A plot with a plan; Gardening; Biennials all about timing.
Byline: with Adrienne Wild
THE key to creating a great garden is forward planning.
Rather than just sit back and enjoy how amazing it is now, you need a vision of how your plot should look in the months to come.
And you should already be thinking of next spring and early summer, so it is never too soon for new ideas.
Biennials such as hollyhocks, foxgloves and Canterbury bells take two years to complete their lifecycle.
But they grow easily from seed, so be generous and plant in bold drifts.
Prepare a seedbed in a sunny or partially shady spot and sow them in short rows, well spaced out.
In autumn, transplant them to their flowering positions to get roots well established over the winter before they have to perform simple as that. Biennials - sometimes described as shortlived perennials - tend to be pretty promiscuous. They freely self-seed so they will be back every year, giving great value and a few surprises.
Good examples are aquilegias, honesty and Icelandic poppies such as Papaver nudicaule Summer Breeze Orange, which scatter seeds far and wide after a dramatic first season.
Now is the ideal time to sow forget-me-nots and wallflowers, or erysimum, to fill between tulips and euphorbias.
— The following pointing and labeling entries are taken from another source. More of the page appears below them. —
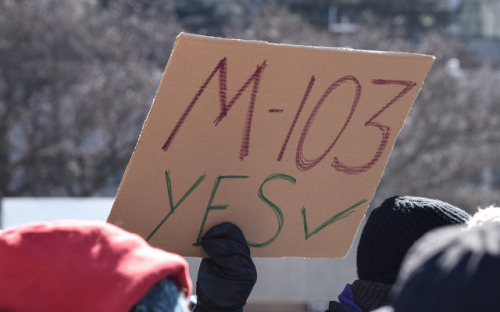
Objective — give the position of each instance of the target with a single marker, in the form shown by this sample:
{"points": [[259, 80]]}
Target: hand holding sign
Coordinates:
{"points": [[287, 142]]}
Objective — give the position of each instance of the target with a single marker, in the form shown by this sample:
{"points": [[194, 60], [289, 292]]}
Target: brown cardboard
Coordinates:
{"points": [[287, 142]]}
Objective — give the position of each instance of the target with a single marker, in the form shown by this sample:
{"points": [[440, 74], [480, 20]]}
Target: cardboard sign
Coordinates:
{"points": [[287, 142]]}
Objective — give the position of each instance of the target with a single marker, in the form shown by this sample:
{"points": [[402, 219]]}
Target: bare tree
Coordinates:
{"points": [[76, 84]]}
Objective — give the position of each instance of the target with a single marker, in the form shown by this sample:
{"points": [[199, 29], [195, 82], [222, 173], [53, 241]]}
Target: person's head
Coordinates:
{"points": [[451, 269], [85, 266], [393, 227]]}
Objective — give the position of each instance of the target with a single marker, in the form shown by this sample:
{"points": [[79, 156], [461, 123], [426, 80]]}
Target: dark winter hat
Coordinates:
{"points": [[451, 269], [393, 227], [81, 266]]}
Sow them direct on bare ground in lines so you can see where the weeds are then transplant them to their flowering positions in October.
Pinch out the growing tips of wallflowers to create bushy plants and to get rid of any very late vigorous growth that will be hit by early frosts. Alternatively grow them in pots, starting off under cover and moving to a cold frame until early spring.
Tall single colours such as Sunset Purple, Sunset Red and Fire King give a tapestry of rich velvety blooms with a sweet honeyed fragrance, ideal for bringing in butterflies and bees. The variety Ivory White also makes an excellent cut flower.
And consider Sweet Williams, which will provide armfuls of fragrant white, pink and red flowers for cutting all summer long.
If you want to maintain a good display of biennials each summer, your best bet is to sow seeds over two successive years - or they eac ove will disappear from your garden.